Department of Critical Care Medicine, The First Affiliated Hospital of Baotou Medical College, Inner Mongolia University of Science and Technology, Baotou, China.
Eur Rev Med Pharmacol Sci. 2024 Mar;28(6):2409-2418. doi: 10.26355/eurrev_202403_35748.
This study analyzed the clinical data of 200 sepsis patients, exploring the risk factors that affect patient prognosis and providing the basis for clinically targeted intervention to improve patient prognosis.

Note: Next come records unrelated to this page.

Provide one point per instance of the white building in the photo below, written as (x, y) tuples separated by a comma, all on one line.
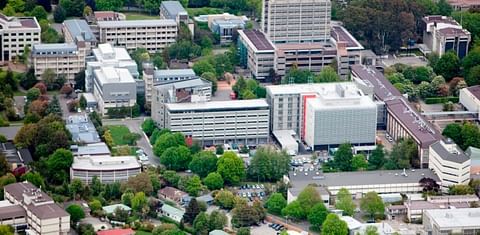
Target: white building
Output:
[(450, 163), (470, 98), (219, 122), (16, 33), (108, 56), (153, 35), (114, 88), (44, 216), (452, 221), (108, 169), (66, 59), (339, 110), (286, 21)]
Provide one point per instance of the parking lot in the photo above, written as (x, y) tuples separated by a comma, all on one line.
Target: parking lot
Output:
[(252, 191)]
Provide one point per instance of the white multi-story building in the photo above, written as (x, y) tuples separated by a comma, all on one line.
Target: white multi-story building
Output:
[(339, 110), (44, 216), (286, 21), (114, 88), (108, 56), (66, 59), (16, 33), (153, 35), (219, 122), (450, 163), (257, 53), (108, 169)]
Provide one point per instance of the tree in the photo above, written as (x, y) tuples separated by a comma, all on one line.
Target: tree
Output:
[(231, 168), (39, 12), (166, 141), (203, 163), (377, 158), (76, 213), (372, 204), (176, 158), (359, 163), (333, 225), (317, 215), (294, 211), (191, 211), (343, 157), (200, 224), (140, 183), (224, 199), (344, 202), (275, 203), (213, 181)]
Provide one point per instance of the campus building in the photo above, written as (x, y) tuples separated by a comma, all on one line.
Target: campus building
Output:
[(66, 59), (16, 33), (43, 215), (192, 90), (302, 21), (399, 118), (450, 163), (108, 56), (323, 115), (219, 122), (153, 35), (442, 34), (78, 32), (108, 169)]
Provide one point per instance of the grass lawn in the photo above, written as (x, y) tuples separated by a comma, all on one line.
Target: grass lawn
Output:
[(118, 132), (140, 16)]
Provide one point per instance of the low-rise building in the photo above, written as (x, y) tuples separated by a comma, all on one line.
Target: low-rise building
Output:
[(44, 216), (77, 31), (185, 91), (114, 88), (17, 33), (469, 97), (442, 34), (108, 169), (219, 122), (82, 129), (66, 59), (450, 163), (452, 221), (153, 35)]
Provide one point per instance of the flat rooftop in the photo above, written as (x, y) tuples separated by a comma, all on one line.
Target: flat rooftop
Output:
[(455, 218), (105, 163), (257, 39), (219, 105), (136, 23), (356, 178)]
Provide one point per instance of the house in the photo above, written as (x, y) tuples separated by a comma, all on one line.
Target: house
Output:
[(172, 212), (172, 194)]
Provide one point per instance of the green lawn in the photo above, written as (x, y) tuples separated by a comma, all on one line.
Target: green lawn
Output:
[(140, 16), (118, 131)]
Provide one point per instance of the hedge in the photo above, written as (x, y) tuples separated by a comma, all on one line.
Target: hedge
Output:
[(441, 100)]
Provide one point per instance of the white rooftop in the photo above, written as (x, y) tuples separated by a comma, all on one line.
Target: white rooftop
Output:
[(113, 75), (451, 218), (218, 105), (105, 163)]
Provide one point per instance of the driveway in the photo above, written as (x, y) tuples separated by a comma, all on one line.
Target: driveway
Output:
[(135, 125)]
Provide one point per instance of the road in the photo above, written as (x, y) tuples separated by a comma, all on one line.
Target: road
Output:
[(134, 125)]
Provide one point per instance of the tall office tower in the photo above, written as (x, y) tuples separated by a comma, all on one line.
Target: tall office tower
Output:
[(296, 21)]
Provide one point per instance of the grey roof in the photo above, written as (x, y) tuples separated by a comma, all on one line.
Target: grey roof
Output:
[(10, 131), (458, 156), (54, 49), (173, 8), (80, 28), (360, 178)]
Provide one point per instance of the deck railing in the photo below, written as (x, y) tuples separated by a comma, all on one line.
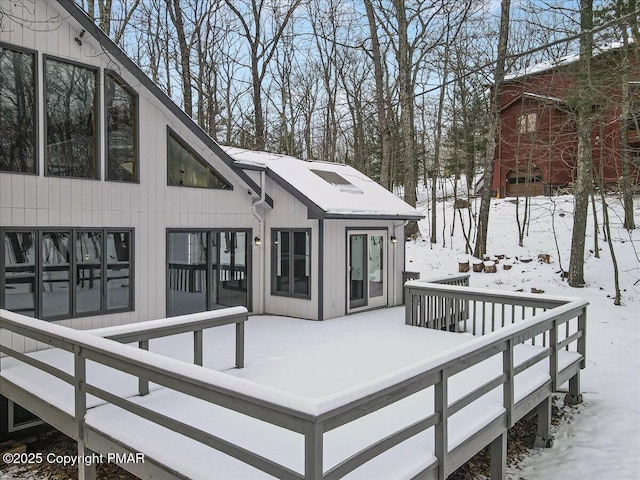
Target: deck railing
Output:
[(314, 419), (476, 311)]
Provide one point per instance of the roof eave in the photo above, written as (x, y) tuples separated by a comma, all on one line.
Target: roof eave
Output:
[(92, 29)]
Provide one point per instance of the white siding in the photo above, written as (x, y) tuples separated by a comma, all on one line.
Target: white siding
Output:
[(149, 207), (290, 213), (335, 262)]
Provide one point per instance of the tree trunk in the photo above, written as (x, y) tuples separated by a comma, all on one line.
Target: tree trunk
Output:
[(175, 12), (492, 133), (625, 183), (584, 125), (406, 93), (383, 122)]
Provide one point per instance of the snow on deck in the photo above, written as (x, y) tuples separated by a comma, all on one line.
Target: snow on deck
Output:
[(301, 359)]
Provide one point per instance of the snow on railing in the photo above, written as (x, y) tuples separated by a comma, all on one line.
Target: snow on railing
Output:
[(314, 418)]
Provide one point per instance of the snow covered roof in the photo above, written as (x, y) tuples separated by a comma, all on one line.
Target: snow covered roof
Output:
[(330, 190), (563, 61)]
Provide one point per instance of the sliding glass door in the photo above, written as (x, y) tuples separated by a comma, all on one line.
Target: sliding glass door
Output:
[(366, 269)]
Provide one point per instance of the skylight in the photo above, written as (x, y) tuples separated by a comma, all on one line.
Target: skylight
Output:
[(337, 181)]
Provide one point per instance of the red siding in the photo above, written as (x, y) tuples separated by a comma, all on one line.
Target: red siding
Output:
[(552, 147)]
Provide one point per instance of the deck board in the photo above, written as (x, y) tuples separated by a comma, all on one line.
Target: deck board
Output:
[(301, 358)]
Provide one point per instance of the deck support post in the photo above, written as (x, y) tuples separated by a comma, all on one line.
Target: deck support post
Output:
[(573, 397), (143, 384), (240, 344), (441, 403), (197, 347), (544, 439), (86, 462), (498, 456), (313, 451)]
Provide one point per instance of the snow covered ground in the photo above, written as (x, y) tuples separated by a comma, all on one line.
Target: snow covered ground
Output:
[(602, 441)]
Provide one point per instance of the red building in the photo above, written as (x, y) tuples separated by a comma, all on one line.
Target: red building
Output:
[(537, 144)]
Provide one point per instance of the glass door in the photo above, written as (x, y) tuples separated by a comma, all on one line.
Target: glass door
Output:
[(367, 275), (357, 271)]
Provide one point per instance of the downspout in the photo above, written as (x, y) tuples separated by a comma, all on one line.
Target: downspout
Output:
[(404, 243), (261, 229)]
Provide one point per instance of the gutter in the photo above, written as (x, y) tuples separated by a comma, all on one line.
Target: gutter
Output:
[(404, 246), (261, 232)]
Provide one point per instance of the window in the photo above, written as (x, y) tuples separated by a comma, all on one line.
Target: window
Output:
[(527, 122), (291, 263), (186, 169), (63, 273), (17, 111), (207, 269), (71, 107), (121, 130)]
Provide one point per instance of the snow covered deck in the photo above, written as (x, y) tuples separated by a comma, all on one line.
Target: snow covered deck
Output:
[(363, 396)]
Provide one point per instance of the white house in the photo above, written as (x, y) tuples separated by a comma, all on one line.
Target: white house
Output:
[(115, 207)]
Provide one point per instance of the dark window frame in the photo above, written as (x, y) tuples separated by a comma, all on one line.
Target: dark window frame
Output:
[(73, 274), (36, 105), (180, 141), (97, 108), (209, 261), (136, 105), (523, 124), (274, 256)]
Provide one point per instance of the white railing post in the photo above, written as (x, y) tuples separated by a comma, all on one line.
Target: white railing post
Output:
[(553, 360), (197, 347), (143, 384), (441, 402), (582, 341), (85, 472), (313, 451), (508, 387), (240, 344)]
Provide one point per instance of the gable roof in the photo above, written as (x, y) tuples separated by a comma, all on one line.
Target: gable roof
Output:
[(534, 96), (116, 52), (564, 61), (329, 190)]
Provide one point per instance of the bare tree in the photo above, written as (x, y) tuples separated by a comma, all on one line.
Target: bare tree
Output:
[(251, 16), (584, 123), (381, 102), (494, 111), (112, 19)]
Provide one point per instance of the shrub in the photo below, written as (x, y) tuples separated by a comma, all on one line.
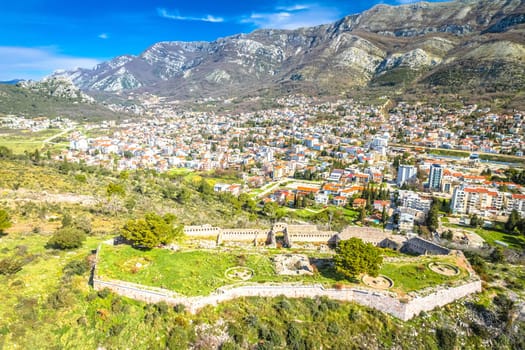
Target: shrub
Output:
[(446, 338), (67, 238), (76, 267), (10, 265)]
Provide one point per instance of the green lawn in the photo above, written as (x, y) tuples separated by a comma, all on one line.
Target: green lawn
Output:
[(200, 272), (490, 235), (412, 276), (24, 140)]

200 septic patients were admitted to Yulin Second Hospital, and they were divided into a survival group of 151 patients and a death group of 49 patients, according to their clinical outcomes on admission. The relevant clinical parameters within 24 h of admission were collected, and the independent risk factors affecting the prognosis of septic patients were analyzed by multivariate Logistic regression. R language 4.21 software was used to construct a nomogram prediction model. The receiver operating characteristic curve was used to evaluate the discrimination of the nomogram model, and decline curve analysis was drawn to evaluate the effectiveness of the model.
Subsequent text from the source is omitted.